I'm looking at taking a trip to Breck around the end of March. Never been there before, so I'm hoping you guys can help me out.

I would consider myself an intermediate boarder. I live in Wisconsin, and I can easily get down the most difficult runs here, but I have a feeling that doesn't count for much on a "real" mountain. I like to do a little bit of everything -- park, groomers, trees, etc. We don't really get powder here, so I don't do that, but I'd love to hit some when I'm at Breck.

So, any tips/hints/etc for me? What are the best runs to go on? I will be there for a few days, so I can hopefully go over a fair bit of stuff... I'm thinking mostly green and blues, I really don't have a way to know though, since I don't really have much of a basis of comparison.

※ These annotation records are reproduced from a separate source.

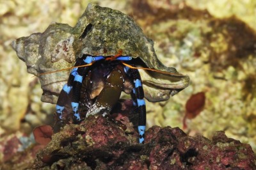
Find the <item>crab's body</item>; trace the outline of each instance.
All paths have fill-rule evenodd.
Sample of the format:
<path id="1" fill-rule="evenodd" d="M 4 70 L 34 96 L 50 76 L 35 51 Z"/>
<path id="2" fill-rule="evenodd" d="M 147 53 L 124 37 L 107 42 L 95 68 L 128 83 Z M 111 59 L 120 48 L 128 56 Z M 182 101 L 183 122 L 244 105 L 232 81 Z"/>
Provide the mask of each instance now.
<path id="1" fill-rule="evenodd" d="M 118 100 L 116 98 L 119 98 L 120 91 L 131 93 L 137 106 L 145 108 L 142 82 L 145 89 L 145 97 L 152 102 L 168 100 L 170 95 L 176 94 L 189 83 L 188 76 L 179 73 L 175 68 L 166 67 L 159 61 L 154 50 L 153 41 L 144 35 L 141 29 L 132 18 L 119 11 L 95 4 L 88 4 L 74 27 L 54 23 L 44 33 L 36 33 L 17 40 L 13 43 L 13 47 L 18 56 L 26 63 L 28 71 L 35 75 L 40 74 L 40 80 L 44 90 L 42 100 L 57 103 L 57 112 L 60 119 L 65 107 L 64 103 L 65 100 L 68 100 L 69 97 L 71 98 L 74 117 L 77 120 L 81 119 L 77 111 L 81 86 L 84 77 L 90 74 L 90 72 L 94 67 L 87 65 L 74 68 L 67 85 L 61 91 L 68 75 L 63 72 L 44 73 L 70 67 L 75 62 L 75 66 L 78 66 L 84 64 L 93 65 L 97 62 L 105 61 L 102 62 L 106 62 L 104 64 L 106 66 L 102 69 L 108 70 L 106 68 L 109 66 L 112 68 L 108 73 L 105 73 L 106 77 L 106 75 L 101 76 L 97 79 L 99 81 L 97 83 L 93 83 L 94 86 L 89 86 L 88 91 L 92 92 L 94 97 L 97 97 L 88 109 L 88 115 L 100 112 L 102 110 L 111 110 L 112 106 L 107 105 L 113 105 L 110 103 Z M 119 58 L 106 61 L 106 58 L 117 54 L 122 54 L 124 57 L 131 56 L 129 59 L 132 58 L 131 61 L 132 65 L 143 63 L 145 67 L 170 73 L 166 75 L 148 74 L 150 76 L 148 78 L 141 81 L 136 69 L 130 69 L 129 72 L 134 72 L 132 73 L 125 72 L 126 67 L 120 63 L 125 63 L 124 60 L 127 59 L 122 58 L 119 55 Z M 93 61 L 90 61 L 89 56 L 96 58 L 98 61 L 94 63 Z M 142 62 L 137 63 L 138 60 Z M 109 64 L 109 61 L 113 62 L 113 64 Z M 105 70 L 93 70 L 93 74 L 95 72 L 97 74 L 97 72 L 104 72 Z M 114 75 L 112 76 L 111 73 Z M 93 79 L 93 76 L 88 77 Z M 127 80 L 130 80 L 130 83 L 127 84 L 130 88 L 127 88 L 129 86 L 124 83 L 125 81 L 122 81 L 124 77 L 129 77 Z M 108 83 L 110 85 L 106 84 Z M 134 88 L 137 90 L 132 89 Z M 69 93 L 70 91 L 72 95 Z M 115 93 L 111 94 L 109 91 Z M 114 93 L 118 93 L 113 97 L 115 99 L 108 100 Z M 143 126 L 144 128 L 145 109 L 142 109 L 139 114 L 141 115 L 139 123 L 143 124 L 139 125 Z M 141 135 L 143 135 L 142 134 Z M 140 140 L 141 143 L 142 141 L 142 139 Z"/>

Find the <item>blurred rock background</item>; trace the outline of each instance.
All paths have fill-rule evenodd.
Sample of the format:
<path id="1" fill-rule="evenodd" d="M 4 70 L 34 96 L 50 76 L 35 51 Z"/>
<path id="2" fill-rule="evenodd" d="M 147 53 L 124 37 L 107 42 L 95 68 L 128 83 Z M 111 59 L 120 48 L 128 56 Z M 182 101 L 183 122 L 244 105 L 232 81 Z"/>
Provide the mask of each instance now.
<path id="1" fill-rule="evenodd" d="M 254 0 L 0 0 L 0 150 L 13 135 L 29 136 L 36 126 L 50 123 L 55 111 L 40 102 L 40 84 L 12 42 L 43 32 L 52 22 L 74 26 L 89 3 L 132 17 L 155 42 L 160 60 L 190 76 L 191 85 L 167 102 L 147 102 L 148 127 L 186 124 L 189 135 L 209 138 L 225 130 L 256 150 Z M 186 102 L 198 92 L 205 104 L 191 112 Z"/>

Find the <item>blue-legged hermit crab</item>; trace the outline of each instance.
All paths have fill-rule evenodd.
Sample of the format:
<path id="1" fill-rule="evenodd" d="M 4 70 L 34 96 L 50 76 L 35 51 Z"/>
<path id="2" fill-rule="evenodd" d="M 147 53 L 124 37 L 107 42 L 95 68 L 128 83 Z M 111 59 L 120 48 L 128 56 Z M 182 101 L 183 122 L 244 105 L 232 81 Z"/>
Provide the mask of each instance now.
<path id="1" fill-rule="evenodd" d="M 60 121 L 69 107 L 77 123 L 109 113 L 122 91 L 130 94 L 138 107 L 140 143 L 146 125 L 144 98 L 166 100 L 189 84 L 188 75 L 159 61 L 153 41 L 131 17 L 95 4 L 88 4 L 74 27 L 52 23 L 43 33 L 22 37 L 12 45 L 28 72 L 39 77 L 41 100 L 56 104 Z M 64 70 L 71 70 L 69 76 Z"/>

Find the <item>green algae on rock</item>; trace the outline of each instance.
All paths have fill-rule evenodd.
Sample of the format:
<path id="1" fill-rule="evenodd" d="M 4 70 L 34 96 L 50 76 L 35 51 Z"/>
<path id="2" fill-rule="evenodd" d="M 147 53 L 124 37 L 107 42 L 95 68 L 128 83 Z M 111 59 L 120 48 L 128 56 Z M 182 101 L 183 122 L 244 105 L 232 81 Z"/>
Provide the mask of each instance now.
<path id="1" fill-rule="evenodd" d="M 76 58 L 83 54 L 92 56 L 123 56 L 140 58 L 148 68 L 171 72 L 164 86 L 159 80 L 166 76 L 150 76 L 145 87 L 145 98 L 149 101 L 168 100 L 189 84 L 188 75 L 163 65 L 157 59 L 154 42 L 146 37 L 141 29 L 130 17 L 109 8 L 89 4 L 74 27 L 52 23 L 43 33 L 22 37 L 12 43 L 19 58 L 26 62 L 28 72 L 36 75 L 72 66 Z M 154 77 L 152 79 L 151 77 Z M 41 100 L 55 104 L 68 78 L 60 72 L 39 76 L 44 91 Z M 150 84 L 151 83 L 151 84 Z M 148 86 L 148 84 L 150 84 Z M 154 86 L 152 86 L 152 84 Z M 150 94 L 152 89 L 164 91 Z"/>

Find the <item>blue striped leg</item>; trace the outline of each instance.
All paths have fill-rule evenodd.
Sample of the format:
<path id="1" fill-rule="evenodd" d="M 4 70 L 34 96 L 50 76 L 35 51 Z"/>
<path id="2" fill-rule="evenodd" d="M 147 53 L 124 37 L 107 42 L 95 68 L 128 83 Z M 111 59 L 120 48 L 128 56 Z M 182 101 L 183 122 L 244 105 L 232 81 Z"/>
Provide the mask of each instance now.
<path id="1" fill-rule="evenodd" d="M 105 58 L 103 56 L 86 56 L 84 59 L 83 59 L 81 65 L 88 65 L 92 63 L 93 61 L 103 59 Z M 86 76 L 88 67 L 79 67 L 77 70 L 77 74 L 74 79 L 72 84 L 72 97 L 71 99 L 71 106 L 74 113 L 74 121 L 75 123 L 79 122 L 81 119 L 80 114 L 78 112 L 79 102 L 80 99 L 80 92 L 82 87 L 82 82 L 84 77 Z"/>
<path id="2" fill-rule="evenodd" d="M 75 66 L 81 65 L 82 64 L 83 60 L 78 59 L 75 64 Z M 72 88 L 72 84 L 74 82 L 74 79 L 75 78 L 76 75 L 77 74 L 77 68 L 74 68 L 71 71 L 70 74 L 69 75 L 68 82 L 66 84 L 64 85 L 63 89 L 61 89 L 59 98 L 58 98 L 57 104 L 56 106 L 57 118 L 60 120 L 62 120 L 62 114 L 64 110 L 64 106 L 67 104 L 68 98 L 69 98 L 69 93 L 70 92 Z"/>
<path id="3" fill-rule="evenodd" d="M 139 112 L 139 123 L 138 126 L 138 129 L 140 134 L 139 141 L 140 143 L 144 143 L 147 118 L 146 105 L 143 99 L 144 91 L 142 87 L 141 79 L 139 71 L 137 69 L 131 69 L 131 74 L 132 79 L 134 79 L 135 86 L 135 95 L 137 99 L 138 111 Z"/>

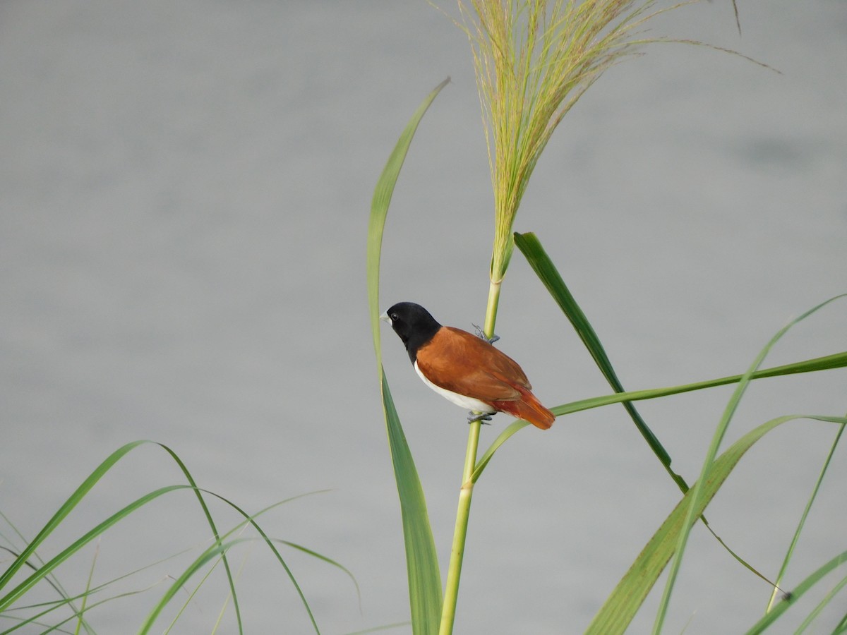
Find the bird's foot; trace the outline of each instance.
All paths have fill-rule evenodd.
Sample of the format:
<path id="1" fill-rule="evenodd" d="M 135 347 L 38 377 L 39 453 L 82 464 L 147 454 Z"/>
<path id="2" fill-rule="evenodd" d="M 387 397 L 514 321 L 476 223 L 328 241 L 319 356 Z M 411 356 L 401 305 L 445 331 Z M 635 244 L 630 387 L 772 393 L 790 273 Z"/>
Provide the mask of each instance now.
<path id="1" fill-rule="evenodd" d="M 476 414 L 473 411 L 468 413 L 468 422 L 473 423 L 475 421 L 479 421 L 483 425 L 488 425 L 488 422 L 491 421 L 491 414 L 489 412 L 480 412 Z"/>
<path id="2" fill-rule="evenodd" d="M 491 337 L 489 337 L 488 335 L 485 334 L 485 331 L 484 331 L 479 326 L 477 326 L 476 324 L 473 324 L 473 329 L 476 331 L 477 337 L 479 338 L 480 340 L 484 340 L 489 344 L 494 344 L 495 341 L 500 340 L 500 335 L 491 335 Z"/>

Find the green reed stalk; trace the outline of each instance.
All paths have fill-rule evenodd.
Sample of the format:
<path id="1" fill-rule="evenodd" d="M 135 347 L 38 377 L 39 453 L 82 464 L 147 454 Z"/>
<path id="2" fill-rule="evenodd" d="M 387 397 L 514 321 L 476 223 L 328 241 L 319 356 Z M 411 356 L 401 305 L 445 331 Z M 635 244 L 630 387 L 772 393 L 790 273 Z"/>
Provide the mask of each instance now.
<path id="1" fill-rule="evenodd" d="M 488 306 L 485 310 L 485 336 L 494 336 L 494 325 L 497 321 L 497 306 L 500 303 L 499 281 L 491 281 L 488 291 Z M 450 549 L 450 565 L 447 567 L 447 582 L 444 589 L 444 604 L 441 607 L 441 624 L 439 635 L 450 635 L 456 619 L 456 603 L 459 595 L 459 578 L 462 577 L 462 560 L 465 554 L 468 537 L 468 520 L 471 514 L 471 499 L 473 496 L 473 478 L 476 467 L 477 448 L 479 445 L 479 430 L 482 422 L 474 421 L 468 433 L 468 449 L 465 450 L 465 465 L 462 470 L 462 488 L 459 489 L 459 506 L 456 512 L 456 527 L 453 530 L 453 544 Z"/>

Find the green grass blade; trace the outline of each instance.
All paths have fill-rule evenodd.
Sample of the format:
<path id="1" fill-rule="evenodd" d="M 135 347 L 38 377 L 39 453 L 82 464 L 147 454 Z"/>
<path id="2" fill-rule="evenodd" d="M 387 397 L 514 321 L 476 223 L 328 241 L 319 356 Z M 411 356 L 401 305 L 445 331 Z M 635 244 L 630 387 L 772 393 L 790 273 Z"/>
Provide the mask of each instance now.
<path id="1" fill-rule="evenodd" d="M 819 583 L 828 573 L 840 566 L 844 562 L 847 562 L 847 551 L 843 551 L 839 554 L 823 565 L 823 566 L 811 573 L 805 580 L 803 580 L 803 582 L 791 589 L 791 594 L 788 599 L 783 599 L 782 602 L 779 602 L 773 607 L 773 610 L 771 610 L 770 613 L 766 614 L 761 620 L 754 624 L 750 629 L 747 631 L 747 635 L 759 635 L 759 633 L 764 632 L 765 630 L 773 624 L 773 622 L 776 621 L 783 613 L 796 604 L 797 601 L 802 598 L 807 591 L 809 591 L 809 589 Z M 844 580 L 841 580 L 839 583 L 839 585 L 843 586 L 844 583 Z M 837 586 L 837 588 L 839 587 Z M 838 632 L 839 631 L 837 628 L 833 632 Z"/>
<path id="2" fill-rule="evenodd" d="M 527 234 L 518 234 L 516 232 L 514 238 L 515 245 L 521 250 L 529 266 L 532 267 L 536 275 L 538 275 L 539 279 L 547 288 L 553 300 L 556 301 L 556 303 L 559 305 L 565 316 L 570 320 L 574 330 L 579 335 L 583 344 L 585 345 L 585 348 L 588 349 L 589 353 L 594 359 L 597 367 L 600 368 L 601 373 L 603 373 L 603 377 L 609 383 L 609 385 L 612 386 L 612 389 L 616 393 L 624 392 L 623 386 L 621 384 L 620 380 L 618 380 L 617 374 L 615 373 L 615 369 L 612 366 L 612 362 L 609 360 L 609 356 L 606 355 L 606 349 L 603 348 L 600 338 L 594 330 L 594 327 L 591 326 L 591 323 L 589 322 L 585 313 L 577 303 L 567 285 L 565 284 L 565 281 L 559 274 L 558 270 L 550 259 L 547 252 L 541 246 L 541 241 L 531 232 Z M 659 441 L 658 438 L 647 426 L 646 422 L 641 417 L 638 411 L 635 410 L 635 406 L 632 402 L 622 401 L 621 403 L 629 414 L 633 422 L 635 423 L 635 427 L 639 432 L 641 433 L 641 435 L 647 441 L 647 444 L 650 445 L 653 453 L 658 457 L 662 465 L 667 471 L 667 473 L 671 475 L 671 478 L 676 482 L 683 494 L 685 494 L 688 491 L 688 483 L 685 483 L 685 480 L 679 474 L 671 469 L 671 456 L 667 450 L 665 450 L 665 447 Z"/>
<path id="3" fill-rule="evenodd" d="M 71 511 L 79 505 L 80 501 L 91 491 L 97 482 L 105 475 L 119 461 L 120 461 L 124 456 L 125 456 L 129 452 L 132 451 L 139 445 L 152 443 L 158 445 L 163 450 L 164 450 L 171 456 L 171 458 L 176 462 L 182 471 L 186 480 L 188 481 L 190 486 L 194 489 L 195 495 L 197 497 L 197 500 L 202 508 L 203 514 L 206 516 L 206 521 L 212 530 L 212 534 L 216 538 L 218 537 L 218 529 L 215 527 L 214 521 L 212 518 L 212 515 L 209 513 L 208 508 L 206 506 L 206 502 L 203 500 L 202 494 L 201 490 L 197 487 L 197 483 L 194 482 L 191 472 L 188 468 L 182 462 L 180 457 L 174 452 L 170 448 L 163 444 L 156 443 L 154 441 L 139 440 L 132 441 L 128 443 L 122 447 L 116 450 L 111 455 L 109 455 L 105 461 L 103 461 L 86 478 L 85 481 L 76 489 L 76 490 L 68 498 L 64 504 L 59 507 L 58 511 L 53 516 L 53 517 L 47 521 L 44 527 L 38 533 L 38 534 L 32 539 L 32 541 L 26 545 L 25 549 L 21 552 L 20 555 L 13 562 L 12 566 L 7 569 L 3 575 L 0 575 L 0 589 L 3 589 L 8 582 L 12 579 L 13 576 L 24 566 L 25 562 L 30 560 L 30 557 L 38 548 L 38 546 L 49 536 L 53 530 L 62 522 L 63 520 L 71 512 Z M 237 596 L 235 595 L 235 583 L 232 579 L 232 573 L 230 570 L 229 562 L 224 559 L 224 567 L 226 569 L 227 577 L 230 583 L 230 589 L 233 594 L 233 606 L 235 610 L 236 620 L 239 624 L 239 632 L 242 632 L 241 629 L 241 610 L 238 605 Z M 3 600 L 0 598 L 0 610 L 3 608 Z"/>
<path id="4" fill-rule="evenodd" d="M 400 176 L 406 155 L 412 145 L 412 139 L 418 130 L 418 124 L 426 113 L 429 105 L 438 94 L 450 82 L 450 78 L 442 81 L 430 92 L 426 99 L 418 107 L 409 123 L 397 140 L 394 150 L 391 151 L 388 162 L 379 175 L 374 188 L 374 198 L 371 200 L 370 219 L 368 224 L 368 306 L 370 311 L 371 331 L 374 337 L 374 346 L 376 349 L 377 366 L 382 373 L 382 351 L 379 338 L 379 259 L 382 252 L 382 236 L 385 228 L 385 218 L 391 204 L 394 186 Z"/>
<path id="5" fill-rule="evenodd" d="M 441 621 L 441 574 L 438 554 L 429 527 L 424 488 L 418 478 L 418 470 L 385 375 L 382 377 L 382 396 L 391 462 L 400 495 L 412 628 L 415 635 L 429 635 L 438 632 Z"/>
<path id="6" fill-rule="evenodd" d="M 47 560 L 42 566 L 40 566 L 37 570 L 36 570 L 34 573 L 25 578 L 20 583 L 18 584 L 18 586 L 6 594 L 6 595 L 0 598 L 0 610 L 4 610 L 8 608 L 15 600 L 23 596 L 27 591 L 32 588 L 32 587 L 43 579 L 45 576 L 53 572 L 57 566 L 64 562 L 68 560 L 68 558 L 75 554 L 82 547 L 105 532 L 110 527 L 114 525 L 119 521 L 125 518 L 136 510 L 147 505 L 151 500 L 154 500 L 159 496 L 168 494 L 169 492 L 173 492 L 177 489 L 190 489 L 190 485 L 169 485 L 167 487 L 155 489 L 152 492 L 148 492 L 143 496 L 136 499 L 136 500 L 130 503 L 119 511 L 116 511 L 114 514 L 112 514 L 106 520 L 98 523 L 92 529 L 86 532 L 82 537 L 65 547 L 51 560 Z M 14 564 L 16 563 L 13 563 L 13 566 Z"/>
<path id="7" fill-rule="evenodd" d="M 823 467 L 821 468 L 821 473 L 818 474 L 817 480 L 815 482 L 815 486 L 811 489 L 811 494 L 809 496 L 809 500 L 805 504 L 805 508 L 800 515 L 800 522 L 797 523 L 797 528 L 794 530 L 794 537 L 791 538 L 791 543 L 785 552 L 785 557 L 783 559 L 783 564 L 779 567 L 779 572 L 777 574 L 776 586 L 773 588 L 773 593 L 771 594 L 771 599 L 767 603 L 767 609 L 765 611 L 766 613 L 773 607 L 774 603 L 777 601 L 777 596 L 779 593 L 779 588 L 782 584 L 783 577 L 785 575 L 785 572 L 789 568 L 789 562 L 791 561 L 791 556 L 794 555 L 794 548 L 797 546 L 797 543 L 800 542 L 800 535 L 803 532 L 803 527 L 805 525 L 805 519 L 809 516 L 809 511 L 811 510 L 811 505 L 815 502 L 815 499 L 817 498 L 817 493 L 821 489 L 821 483 L 823 483 L 823 478 L 826 476 L 827 470 L 829 468 L 829 463 L 832 461 L 833 455 L 835 454 L 835 448 L 839 446 L 839 441 L 841 440 L 841 435 L 844 433 L 844 428 L 845 426 L 841 426 L 839 428 L 839 431 L 835 435 L 835 440 L 833 441 L 832 447 L 829 448 L 829 453 L 827 455 L 827 458 L 823 461 Z"/>
<path id="8" fill-rule="evenodd" d="M 164 595 L 162 599 L 156 603 L 153 606 L 152 610 L 147 615 L 147 619 L 141 624 L 141 627 L 138 630 L 139 635 L 147 635 L 150 632 L 150 629 L 152 628 L 153 623 L 158 617 L 159 614 L 168 605 L 169 602 L 174 598 L 177 592 L 182 588 L 186 582 L 197 573 L 207 562 L 209 562 L 215 557 L 219 555 L 224 555 L 229 549 L 239 543 L 248 542 L 252 538 L 235 538 L 230 542 L 223 542 L 222 540 L 215 541 L 215 544 L 205 549 L 185 570 L 180 574 L 180 577 L 174 581 L 168 590 L 165 591 Z"/>
<path id="9" fill-rule="evenodd" d="M 833 368 L 843 368 L 847 367 L 847 351 L 835 353 L 823 357 L 796 362 L 791 364 L 776 366 L 772 368 L 757 370 L 751 376 L 751 379 L 760 379 L 766 377 L 779 377 L 782 375 L 791 375 L 797 373 L 812 373 L 814 371 L 832 370 Z M 658 397 L 667 397 L 671 395 L 679 395 L 681 393 L 692 392 L 694 390 L 702 390 L 706 388 L 722 386 L 728 384 L 734 384 L 741 379 L 742 375 L 732 375 L 729 377 L 720 377 L 717 379 L 708 379 L 706 381 L 695 382 L 693 384 L 684 384 L 679 386 L 670 386 L 668 388 L 654 388 L 646 390 L 633 390 L 625 393 L 617 393 L 615 395 L 605 395 L 600 397 L 590 397 L 581 399 L 579 401 L 562 404 L 551 408 L 551 411 L 556 417 L 569 415 L 573 412 L 579 412 L 591 408 L 599 408 L 603 406 L 617 404 L 622 401 L 641 401 L 648 399 L 657 399 Z M 507 427 L 492 442 L 490 447 L 485 451 L 477 462 L 473 470 L 473 482 L 482 473 L 488 465 L 494 453 L 507 441 L 507 439 L 518 430 L 526 428 L 525 422 L 516 421 Z"/>
<path id="10" fill-rule="evenodd" d="M 99 466 L 97 469 L 91 473 L 91 475 L 80 485 L 79 488 L 70 495 L 70 497 L 62 505 L 61 507 L 53 514 L 53 517 L 47 521 L 47 524 L 36 535 L 36 537 L 30 542 L 29 544 L 20 552 L 20 555 L 15 559 L 12 565 L 3 572 L 3 575 L 0 575 L 0 589 L 6 587 L 12 577 L 18 572 L 21 566 L 26 563 L 30 557 L 32 555 L 33 552 L 38 548 L 38 546 L 44 542 L 47 536 L 49 536 L 53 530 L 58 527 L 63 520 L 71 512 L 71 511 L 80 503 L 80 500 L 85 497 L 86 494 L 91 490 L 92 487 L 97 483 L 100 478 L 102 478 L 103 474 L 111 469 L 111 467 L 120 461 L 128 452 L 131 451 L 135 448 L 138 447 L 141 444 L 146 443 L 145 441 L 134 441 L 132 443 L 128 443 L 121 448 L 119 448 L 114 452 L 113 452 Z M 3 599 L 0 599 L 0 610 L 5 608 L 5 605 L 3 603 Z"/>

I'd also like to hit the park, but I'm not very good, so is there a "progression" type park?

Anyone else going to be there around the last week of March? Or any locals interested in showing a tourist around?

Thanks!


----------



## t-mac (Jan 21, 2011)

We normally get some nice snow storms here in March, but you never know when. You may or may not see some nice pow.

For the good pow, you need to hit the black runs above peaks 7 & 8. Your best bet would be taking the 6-Chair or the t-bar as those are the easier black runs. The other runs from Imperial are double-blacks.

Breck grooms most of the green and blue runs, but if we get a lot of snow, you might have a better chance of finding some ungroomed runs at Peak 7. The last time I was at Breck after a big snow though, Peak 7 was completely groomed. Even though Peak 7 is all blue, they are really easy blues. On Peak 8, the green Powerline run also seems to be the last one groomed. But really, for real pow riding, you need to hit the upper bowls.

For the parks, the parks on Peak 9 are the easier ones. I think Eldorado is the beginner park. The park on Peak 8 is the advanced park.

I prefer Peak 8 over Peak 9 only because at the bottom of the hills, Peak 9 seems to be tighter (more people in a smaller space) with lots of noobs. Peak 8 is a little more open. 

Others may have differing opinions, but this has been my observations.


----------



## Breckenridge (Oct 1, 2009)

you buying the cocktails?


----------



## PredaClone (Dec 30, 2010)

Breckenridge said:


> you buying the cocktails?


Absolutely.


----------



## PredaClone (Dec 30, 2010)

t-mac said:


> We normally get some nice snow storms here in March, but you never know when. You may or may not see some nice pow.
> 
> For the good pow, you need to hit the black runs above peaks 7 & 8. Your best bet would be taking the 6-Chair or the t-bar as those are the easier black runs. The other runs from Imperial are double-blacks.
> 
> ...


Thank you!


----------



## racer357 (Feb 3, 2011)

I am headed to Breck from 3-23 - 3-27 but will likely spend my days at A basin and nights at Keystone. The guys I am going with are skiers so I might be looking for someone to board with.


----------